We can imagine Gorman’s granite being loaded onto one of these ships, sharing its three month journey across the Atlantic with barrels of pork and oats and casks of butter, since New Ross, and the mercantile port in St. John’s harbour, focused on food export. Maybe even a slab of black marble, quarried from the hills of Ballysimon, in County Limerick joined in the journey. For Bishop Michael Anthony Fleming, the Irish Franciscan Vicar Apostolic of St. John’s, had a dream that was bigger than the local materials in Newfoundland could support. Bishop Fleming wasn’t only looking to replace the little chapel that was in danger of collapsing under the weight of Canadian winters, he wanted to produce an edifice that said to the local British ascendancy and Government House that the Irish had arrived, were staying and demanded recognition.
When Bishop Fleming began his petition to the British government in 1834 he could hardly have guessed that it would take four years to secure a tract of land, fitting as it was, overlooking the town on a ridge that had been used for hurling matches. Excavation began in May of 1839 with a flurry of activity, so determined were the local congregation to excavate the 8,800 cubic yards of soil that kitchen aprons were used when buckets ran scarce. Their perseverance was rewarded and on the 20th of May 1841, coinciding with the start of the Great Irish Famine, Bishop Fleming laid the corner stone on what was to be the largest Irish cathedral built anywhere outside of Ireland. By late 1848, with the cathedral nearing completion, slaters by the name of Conway arrived from Waterford, tasked with the job of securing the roof. What had begun as a dream, born of a man who hailed from Carrick-on-Suir in the Barrow valley, ended for Bishop Fleming on Christmas Day 1850. Celebrating mass in the unfinished cathedral was to be his last public act, he died six months later on the 14th of July.

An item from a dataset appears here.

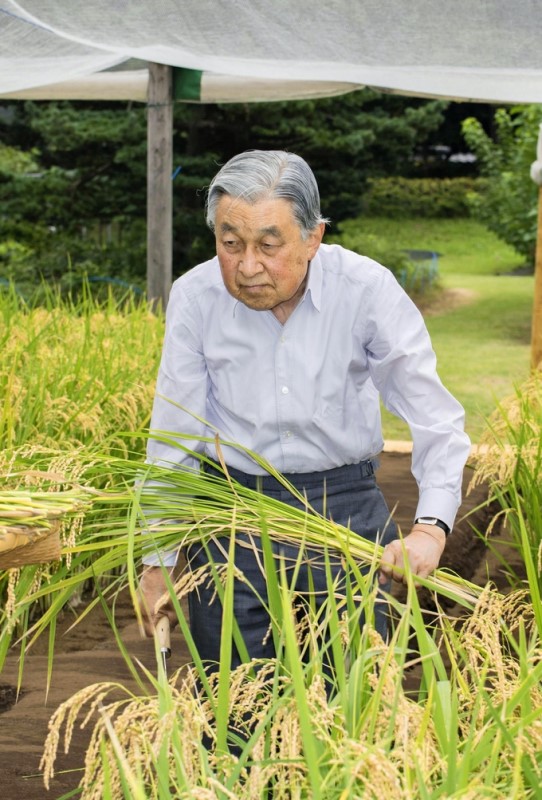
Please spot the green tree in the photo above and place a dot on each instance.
(90, 170)
(509, 205)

What had been a migratory outpost for cod fishing in the early 1800s grew into a permanent settlement and by 1840 nearly half of Newfoundland’s population hailed from Ireland. St. John’s became just another Irish parish, separated by 2,000 miles of ocean, known colloquially as ‘merely Waterford parted from the sea’. And it was in this New World parish that the Irish came together to create a church that became the leading ethnic institution on the island of Newfoundland. Bishop John T. Mullock, Fleming’s successor, took seriously the task of ensuring the cathedral’s interior reflected the best of Irish talent. Statues by John Hogan and John Edward Carew, both from County Waterford, reflected colours from the stained glassed windows bought with money donated from Irish parishioners. Bells, by James Murphy of Dublin, called parishioners to prayer. Such was the impact of St. John’s cathedral that its influence crossed the ocean back home, a rare example of ‘trans-Atlantic bounce’ that can be seen in St. Teresa’s in Clarendon Street, Dublin.

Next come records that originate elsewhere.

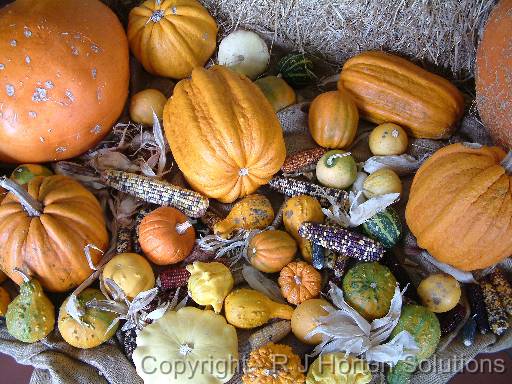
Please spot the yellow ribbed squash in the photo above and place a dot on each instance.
(223, 133)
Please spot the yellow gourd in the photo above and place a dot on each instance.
(247, 308)
(252, 212)
(338, 368)
(132, 272)
(209, 283)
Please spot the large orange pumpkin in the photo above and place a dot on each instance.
(494, 74)
(460, 206)
(63, 77)
(171, 37)
(48, 242)
(390, 89)
(223, 133)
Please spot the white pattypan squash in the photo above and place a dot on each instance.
(187, 346)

As for Gorman’s granite, the constant freezing and thawing, as one season stretched into another, proved tough conditions. Successive Bishops did what they could to maintain the stonework exterior and strengthen the cathedral’s structural integrity. The interior of the cathedral, so full of Irish heritage, was restored in the 1950s. A space so lovingly crafted by Irish hands was considered dowdy and underwhelming by Archbishop Patrick Skinner and, under the watchful eye of Monsignor Harold Summers, he made it his mission to engender it with a modern vision in time for the ‘Year of Joy’ celebrations in 1955. The names of Irish parishioners, hand-painted under each of the twenty-eight large stained-glass windows to honour their donations, got the same lick of paint as the walls and the pink granite columns. Carew’s angels were discarded and his stone statue was moved outdoors, where it promptly disintegrated. And yet, despite all of this, St. John’s cathedral stands and reflects a people who sailed across the sea, named a rock on the Eastern most corner of Canada ‘Talamh an Éisc’ and made it home. Possible, in part, because of Gorman’s granite and the trade routes established at Waterford harbour.